Tuesday, April 6, 2010

Iraq: Still no peace


map from globalsecurity.org

Despite the claims of the United States military's propaganda machine, Iraq still simmers. This week saw two major spasms of violence. Their differences underlined the multifaceted nature of the on-going conflict. As the Clarion Content has warned many times previously, Iraq is riven in multiple ways. It has fissures and cracks beyond the most discussed; Sunni, Shi'ite, and Kurd. In addition to religion and ethnicity, sectarian, tribal, economic and class tensions among others pressure Iraq.

The first outbreak of horrifying violence was a series of nighttime raids that saw twenty-five people killed. The Los Angeles Times reports gunmen methodically made their way through four homes and killed 25 people in the rural, farming Hawr Rajab district south of Baghdad. They say that, "Many of the victims had been part of the U.S.-backed Awakening movement, Sunni Arab paramilitary groups..." This is the sort of violence that was an epidemic at the height of the Iraqi civil war. In the wake of last months disputed elections this type of assault and intimidation is especially troubling.

The Awakening program was ended when it was co-opted into the Iraqi government's security forces. The surviving Sunni villagers fear that the Shi'ite dominated security forces won't protect them. They tell the Times that many Sunnis Awakening members have been shuffled out of the government's security apparatus and into the bureaucracy. The current government has also arrested the former leader of the Awakening in the area and barred him from running for parliament, accusing him of being a high-ranking member of Saddam Hussein's Baath Party, despite the fact that the old regime executed some of his immediate relatives.
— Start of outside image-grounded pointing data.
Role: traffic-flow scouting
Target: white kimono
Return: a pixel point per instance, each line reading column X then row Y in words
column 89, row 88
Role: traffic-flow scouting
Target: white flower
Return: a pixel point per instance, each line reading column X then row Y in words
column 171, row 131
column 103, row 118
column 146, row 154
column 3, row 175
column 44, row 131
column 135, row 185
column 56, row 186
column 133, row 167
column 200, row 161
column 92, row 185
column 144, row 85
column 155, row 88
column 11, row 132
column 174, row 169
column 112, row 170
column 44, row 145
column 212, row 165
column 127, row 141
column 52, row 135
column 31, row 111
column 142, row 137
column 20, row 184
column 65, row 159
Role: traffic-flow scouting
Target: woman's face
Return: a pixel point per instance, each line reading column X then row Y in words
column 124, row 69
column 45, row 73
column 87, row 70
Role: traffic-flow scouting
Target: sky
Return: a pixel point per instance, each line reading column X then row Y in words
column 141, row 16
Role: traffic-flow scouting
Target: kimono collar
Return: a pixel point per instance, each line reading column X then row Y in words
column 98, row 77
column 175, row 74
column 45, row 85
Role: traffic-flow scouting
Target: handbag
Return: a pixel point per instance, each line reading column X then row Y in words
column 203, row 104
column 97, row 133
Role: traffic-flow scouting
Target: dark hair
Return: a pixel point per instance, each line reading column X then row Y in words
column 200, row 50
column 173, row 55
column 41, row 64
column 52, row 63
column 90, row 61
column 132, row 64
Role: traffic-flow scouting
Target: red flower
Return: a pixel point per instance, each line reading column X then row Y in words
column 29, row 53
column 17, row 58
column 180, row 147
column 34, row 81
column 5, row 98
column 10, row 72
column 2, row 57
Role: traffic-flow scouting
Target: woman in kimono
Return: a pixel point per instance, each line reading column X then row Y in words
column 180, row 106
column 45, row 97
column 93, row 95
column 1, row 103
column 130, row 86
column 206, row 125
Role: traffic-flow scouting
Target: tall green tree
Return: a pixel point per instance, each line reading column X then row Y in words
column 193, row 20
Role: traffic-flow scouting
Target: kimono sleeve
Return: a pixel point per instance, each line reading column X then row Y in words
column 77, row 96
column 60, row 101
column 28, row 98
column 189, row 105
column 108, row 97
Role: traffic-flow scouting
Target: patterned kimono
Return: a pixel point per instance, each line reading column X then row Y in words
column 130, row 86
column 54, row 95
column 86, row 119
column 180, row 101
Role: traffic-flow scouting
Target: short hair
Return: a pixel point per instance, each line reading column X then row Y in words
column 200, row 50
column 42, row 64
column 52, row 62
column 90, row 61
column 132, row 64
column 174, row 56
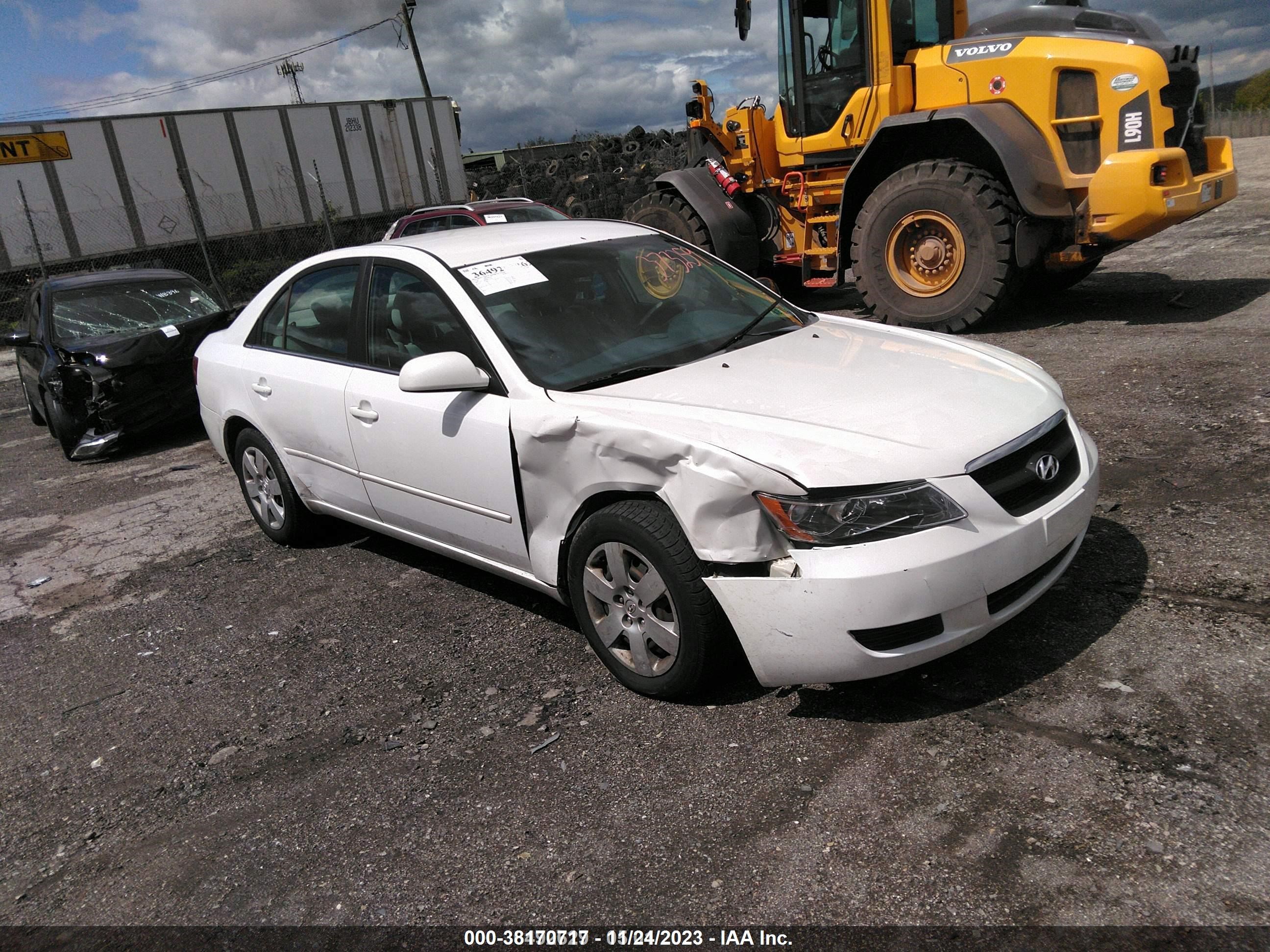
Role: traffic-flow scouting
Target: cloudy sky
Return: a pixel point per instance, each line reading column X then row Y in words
column 520, row 69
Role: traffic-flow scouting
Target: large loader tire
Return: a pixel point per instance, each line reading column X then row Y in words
column 934, row 247
column 668, row 213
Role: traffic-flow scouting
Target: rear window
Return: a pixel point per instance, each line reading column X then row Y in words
column 129, row 308
column 524, row 214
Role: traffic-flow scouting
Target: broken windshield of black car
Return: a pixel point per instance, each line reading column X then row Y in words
column 131, row 308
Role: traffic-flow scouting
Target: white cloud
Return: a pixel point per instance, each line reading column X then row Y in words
column 520, row 69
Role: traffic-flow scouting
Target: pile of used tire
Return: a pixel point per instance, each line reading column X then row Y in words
column 593, row 178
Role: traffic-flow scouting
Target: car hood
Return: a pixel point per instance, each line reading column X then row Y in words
column 149, row 347
column 842, row 403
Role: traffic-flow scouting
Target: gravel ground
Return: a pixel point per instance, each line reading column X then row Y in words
column 201, row 728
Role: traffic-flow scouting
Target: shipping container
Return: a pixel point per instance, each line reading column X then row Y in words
column 149, row 181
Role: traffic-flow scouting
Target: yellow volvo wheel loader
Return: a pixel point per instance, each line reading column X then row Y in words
column 952, row 167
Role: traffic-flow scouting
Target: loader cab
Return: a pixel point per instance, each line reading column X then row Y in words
column 832, row 54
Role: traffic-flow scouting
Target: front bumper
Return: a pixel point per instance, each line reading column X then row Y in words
column 1124, row 206
column 797, row 630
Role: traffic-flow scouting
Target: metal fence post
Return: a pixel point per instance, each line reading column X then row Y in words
column 325, row 209
column 35, row 238
column 197, row 221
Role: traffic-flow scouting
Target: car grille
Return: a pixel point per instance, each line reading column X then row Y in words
column 1181, row 95
column 1001, row 599
column 900, row 635
column 1011, row 479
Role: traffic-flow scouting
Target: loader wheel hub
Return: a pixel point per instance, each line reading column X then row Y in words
column 925, row 253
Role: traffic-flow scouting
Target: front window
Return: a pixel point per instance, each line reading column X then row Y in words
column 524, row 214
column 833, row 59
column 129, row 308
column 586, row 315
column 409, row 319
column 314, row 316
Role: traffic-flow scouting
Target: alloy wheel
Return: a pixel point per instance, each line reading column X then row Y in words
column 263, row 489
column 632, row 610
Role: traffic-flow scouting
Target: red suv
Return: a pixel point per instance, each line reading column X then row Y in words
column 492, row 211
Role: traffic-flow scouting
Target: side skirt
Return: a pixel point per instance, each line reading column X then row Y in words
column 506, row 571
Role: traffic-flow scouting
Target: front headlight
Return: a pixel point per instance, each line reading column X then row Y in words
column 884, row 512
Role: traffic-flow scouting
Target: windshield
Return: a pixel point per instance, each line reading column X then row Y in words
column 529, row 213
column 130, row 308
column 585, row 315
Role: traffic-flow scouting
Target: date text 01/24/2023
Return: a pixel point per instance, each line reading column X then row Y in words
column 623, row 937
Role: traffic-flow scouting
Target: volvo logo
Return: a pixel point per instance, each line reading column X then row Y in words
column 1046, row 468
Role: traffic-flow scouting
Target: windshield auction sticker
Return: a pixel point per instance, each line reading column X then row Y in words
column 662, row 272
column 503, row 275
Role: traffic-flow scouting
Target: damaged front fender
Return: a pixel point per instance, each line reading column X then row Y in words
column 571, row 455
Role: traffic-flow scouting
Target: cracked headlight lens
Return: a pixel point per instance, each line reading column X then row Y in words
column 864, row 516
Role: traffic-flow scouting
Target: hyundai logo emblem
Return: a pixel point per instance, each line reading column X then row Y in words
column 1046, row 468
The Clarion Content has always believed that an eye for an eye leaves the whole world blind. We mean, score settling never ends things, it only leaves the other side thirsting for revenge. This is why the cycle of violence has to be transcended to be ended.
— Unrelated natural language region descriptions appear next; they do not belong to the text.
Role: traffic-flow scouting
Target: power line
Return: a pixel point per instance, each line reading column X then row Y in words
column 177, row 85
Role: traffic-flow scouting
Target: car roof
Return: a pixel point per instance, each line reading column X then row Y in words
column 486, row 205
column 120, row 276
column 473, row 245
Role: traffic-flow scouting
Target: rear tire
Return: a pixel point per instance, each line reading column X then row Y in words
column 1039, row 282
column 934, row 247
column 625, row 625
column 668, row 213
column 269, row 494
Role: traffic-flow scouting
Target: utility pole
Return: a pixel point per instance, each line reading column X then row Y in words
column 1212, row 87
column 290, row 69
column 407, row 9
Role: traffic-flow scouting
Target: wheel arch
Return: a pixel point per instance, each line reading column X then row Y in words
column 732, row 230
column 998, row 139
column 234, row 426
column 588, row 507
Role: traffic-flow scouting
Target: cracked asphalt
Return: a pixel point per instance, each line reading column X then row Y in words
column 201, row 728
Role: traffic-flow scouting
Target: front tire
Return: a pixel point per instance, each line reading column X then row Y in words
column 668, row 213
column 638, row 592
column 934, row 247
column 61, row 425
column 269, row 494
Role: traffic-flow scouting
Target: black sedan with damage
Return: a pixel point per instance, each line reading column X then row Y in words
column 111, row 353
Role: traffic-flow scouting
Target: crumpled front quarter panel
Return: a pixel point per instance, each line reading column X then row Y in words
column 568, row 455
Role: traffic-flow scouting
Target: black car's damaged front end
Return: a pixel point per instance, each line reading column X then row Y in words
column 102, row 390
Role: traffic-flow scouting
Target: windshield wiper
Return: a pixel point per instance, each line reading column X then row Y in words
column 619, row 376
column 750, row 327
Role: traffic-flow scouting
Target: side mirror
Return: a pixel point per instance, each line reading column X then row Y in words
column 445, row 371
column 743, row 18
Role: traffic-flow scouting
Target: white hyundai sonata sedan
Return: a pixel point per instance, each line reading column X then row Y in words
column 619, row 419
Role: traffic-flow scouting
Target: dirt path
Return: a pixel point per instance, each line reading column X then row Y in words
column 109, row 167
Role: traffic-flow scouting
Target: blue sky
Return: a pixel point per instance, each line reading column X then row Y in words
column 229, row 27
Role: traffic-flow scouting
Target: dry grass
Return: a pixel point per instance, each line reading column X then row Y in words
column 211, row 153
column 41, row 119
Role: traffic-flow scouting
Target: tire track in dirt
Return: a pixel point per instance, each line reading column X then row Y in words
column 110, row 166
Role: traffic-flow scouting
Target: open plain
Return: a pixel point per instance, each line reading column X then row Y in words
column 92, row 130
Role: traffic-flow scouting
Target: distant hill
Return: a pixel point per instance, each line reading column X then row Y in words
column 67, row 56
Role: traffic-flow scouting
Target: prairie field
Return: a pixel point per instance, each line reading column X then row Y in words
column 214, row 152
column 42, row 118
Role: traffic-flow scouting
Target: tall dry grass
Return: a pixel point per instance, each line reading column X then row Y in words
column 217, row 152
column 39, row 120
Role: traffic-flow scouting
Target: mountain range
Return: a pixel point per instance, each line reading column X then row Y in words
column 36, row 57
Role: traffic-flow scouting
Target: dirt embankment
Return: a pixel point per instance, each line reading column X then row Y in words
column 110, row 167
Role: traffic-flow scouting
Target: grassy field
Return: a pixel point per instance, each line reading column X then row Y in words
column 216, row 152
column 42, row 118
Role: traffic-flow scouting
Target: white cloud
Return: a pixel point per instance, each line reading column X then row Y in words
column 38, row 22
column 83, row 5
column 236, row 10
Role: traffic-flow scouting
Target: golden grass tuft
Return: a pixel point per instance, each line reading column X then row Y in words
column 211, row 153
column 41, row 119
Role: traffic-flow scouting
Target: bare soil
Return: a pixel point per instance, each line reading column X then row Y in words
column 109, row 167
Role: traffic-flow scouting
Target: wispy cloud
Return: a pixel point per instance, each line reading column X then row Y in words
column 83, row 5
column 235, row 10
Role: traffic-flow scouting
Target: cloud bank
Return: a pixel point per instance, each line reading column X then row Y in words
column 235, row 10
The other more widely reported awful incident of violence in Iraq was seven massive bombs that hit apartment buildings across the Iraqi capital, Baghdhad, killing at least 35 people and wounding more than 140 on Tuesday. The targeted areas are heavily populated by Shiites; some neighborhoods that were bombed had seen fierce sectarian cleansing of Sunnis who used to live there.
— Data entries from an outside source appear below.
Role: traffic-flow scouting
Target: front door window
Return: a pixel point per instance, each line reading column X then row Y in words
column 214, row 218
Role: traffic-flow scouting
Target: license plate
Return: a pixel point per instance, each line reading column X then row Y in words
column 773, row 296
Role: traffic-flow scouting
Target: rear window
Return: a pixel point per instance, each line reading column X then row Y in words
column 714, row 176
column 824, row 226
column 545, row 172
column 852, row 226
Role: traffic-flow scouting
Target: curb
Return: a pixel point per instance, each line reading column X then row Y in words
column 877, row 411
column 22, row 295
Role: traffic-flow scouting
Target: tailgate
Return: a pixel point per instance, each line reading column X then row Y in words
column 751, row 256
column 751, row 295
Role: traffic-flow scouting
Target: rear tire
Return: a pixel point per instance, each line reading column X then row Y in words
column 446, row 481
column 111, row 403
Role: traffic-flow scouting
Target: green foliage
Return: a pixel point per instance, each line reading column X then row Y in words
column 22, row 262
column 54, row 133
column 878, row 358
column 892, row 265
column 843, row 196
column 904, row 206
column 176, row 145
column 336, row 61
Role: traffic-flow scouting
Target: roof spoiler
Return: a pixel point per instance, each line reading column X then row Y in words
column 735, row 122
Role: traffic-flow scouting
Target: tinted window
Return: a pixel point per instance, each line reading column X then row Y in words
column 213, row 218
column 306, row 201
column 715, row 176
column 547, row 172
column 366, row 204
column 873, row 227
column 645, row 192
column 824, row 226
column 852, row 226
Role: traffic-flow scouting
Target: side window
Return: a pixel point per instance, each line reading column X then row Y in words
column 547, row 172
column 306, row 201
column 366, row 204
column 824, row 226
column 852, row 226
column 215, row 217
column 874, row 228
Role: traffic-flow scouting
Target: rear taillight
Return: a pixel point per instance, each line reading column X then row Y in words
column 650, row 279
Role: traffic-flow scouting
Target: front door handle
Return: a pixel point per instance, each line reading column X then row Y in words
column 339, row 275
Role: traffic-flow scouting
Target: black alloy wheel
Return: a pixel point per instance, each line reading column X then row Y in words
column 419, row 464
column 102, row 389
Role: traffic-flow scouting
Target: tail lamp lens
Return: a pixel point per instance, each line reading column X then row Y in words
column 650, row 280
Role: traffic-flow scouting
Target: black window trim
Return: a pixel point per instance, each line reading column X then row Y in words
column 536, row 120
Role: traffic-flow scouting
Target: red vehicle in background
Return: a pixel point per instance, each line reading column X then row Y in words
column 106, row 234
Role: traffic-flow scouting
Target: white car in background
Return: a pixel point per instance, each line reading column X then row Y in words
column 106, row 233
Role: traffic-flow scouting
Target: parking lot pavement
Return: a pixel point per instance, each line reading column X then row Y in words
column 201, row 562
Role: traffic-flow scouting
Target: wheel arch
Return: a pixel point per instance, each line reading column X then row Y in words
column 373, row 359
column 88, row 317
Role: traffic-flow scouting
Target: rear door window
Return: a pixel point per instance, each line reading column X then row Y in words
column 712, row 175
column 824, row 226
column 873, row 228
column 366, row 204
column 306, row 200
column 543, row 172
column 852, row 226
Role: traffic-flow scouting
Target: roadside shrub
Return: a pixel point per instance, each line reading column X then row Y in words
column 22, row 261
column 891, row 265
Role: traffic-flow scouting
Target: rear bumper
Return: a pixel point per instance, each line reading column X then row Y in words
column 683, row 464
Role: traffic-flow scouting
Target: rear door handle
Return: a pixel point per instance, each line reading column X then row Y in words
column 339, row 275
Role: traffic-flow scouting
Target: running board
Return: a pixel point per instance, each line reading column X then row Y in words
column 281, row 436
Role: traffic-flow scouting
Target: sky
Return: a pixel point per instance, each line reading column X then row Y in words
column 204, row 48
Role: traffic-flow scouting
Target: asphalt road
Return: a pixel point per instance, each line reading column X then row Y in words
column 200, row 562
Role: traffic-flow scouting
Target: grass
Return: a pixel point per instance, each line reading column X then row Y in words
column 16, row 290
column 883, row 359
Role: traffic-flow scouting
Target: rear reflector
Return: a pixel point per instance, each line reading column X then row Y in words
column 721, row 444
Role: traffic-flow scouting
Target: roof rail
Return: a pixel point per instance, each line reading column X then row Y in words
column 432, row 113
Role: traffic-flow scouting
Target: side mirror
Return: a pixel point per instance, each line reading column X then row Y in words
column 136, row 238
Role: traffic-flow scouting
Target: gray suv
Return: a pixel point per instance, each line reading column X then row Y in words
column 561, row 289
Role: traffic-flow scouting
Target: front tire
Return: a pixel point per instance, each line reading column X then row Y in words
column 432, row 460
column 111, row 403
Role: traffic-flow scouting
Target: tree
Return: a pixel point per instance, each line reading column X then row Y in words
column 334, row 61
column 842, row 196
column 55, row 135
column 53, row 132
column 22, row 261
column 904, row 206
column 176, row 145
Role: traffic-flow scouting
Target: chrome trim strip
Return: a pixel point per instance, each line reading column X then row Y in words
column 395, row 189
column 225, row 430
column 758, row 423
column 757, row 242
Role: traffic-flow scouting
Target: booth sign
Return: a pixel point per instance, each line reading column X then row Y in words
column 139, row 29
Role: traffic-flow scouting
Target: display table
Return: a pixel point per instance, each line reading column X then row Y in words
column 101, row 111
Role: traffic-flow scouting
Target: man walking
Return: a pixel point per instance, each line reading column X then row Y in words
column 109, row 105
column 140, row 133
The Christian Science Monitor reports American and Iraqi officials blamed Al Qaeda in Iraq, the mostly homegrown Sunni Muslim extremist group, for the attacks. The Monitor notes that residents who live near the sites of the explosions said that they thought that the recent violence was a result of Iraq's post-election political wrangling.

One local resident was quoted, "Why is Iraqi blood being used as a means of political pressure? Those innocent people were working for their families, and the politicians are using us for their political interests. I'm sure the situation will get even worse. We can feel it from the statements from the politicians on TV."

This coordinated bombing is an attack on the social order. It is not targeted, vengeance killing as the night time raids in the Hawr Rajab were. Its victims are more random, broader. It is an effort to destabilize the government and demonstrate its lack of control. This type of violence attempts to undermine the belief of the average Iraqi that civil society is functioning and can function in Iraq.

Both of these incidents demonstrate the likelihood of on-going conflict in Iraq because they show there are so very many rifts and rents in the fabric of what the West calls Iraq. This is of course without even mentioning the unresolved issue of Kurdish independence, which has been dealt with neither by American policymakers nor the Iraqi state.

2 comments:

Maliki said...

At any cost democracy should be followed in iraq.It is the solution for the problem.

Clarion Content said...

Maliki-

Thanks for commenting. We agree that democracy is ultimately the way to go. Unfortunately, there is not enough economic and/or political stability in Iraq to have a functioning democracy. The United States must be careful not to end up on the side of an autocratic regime.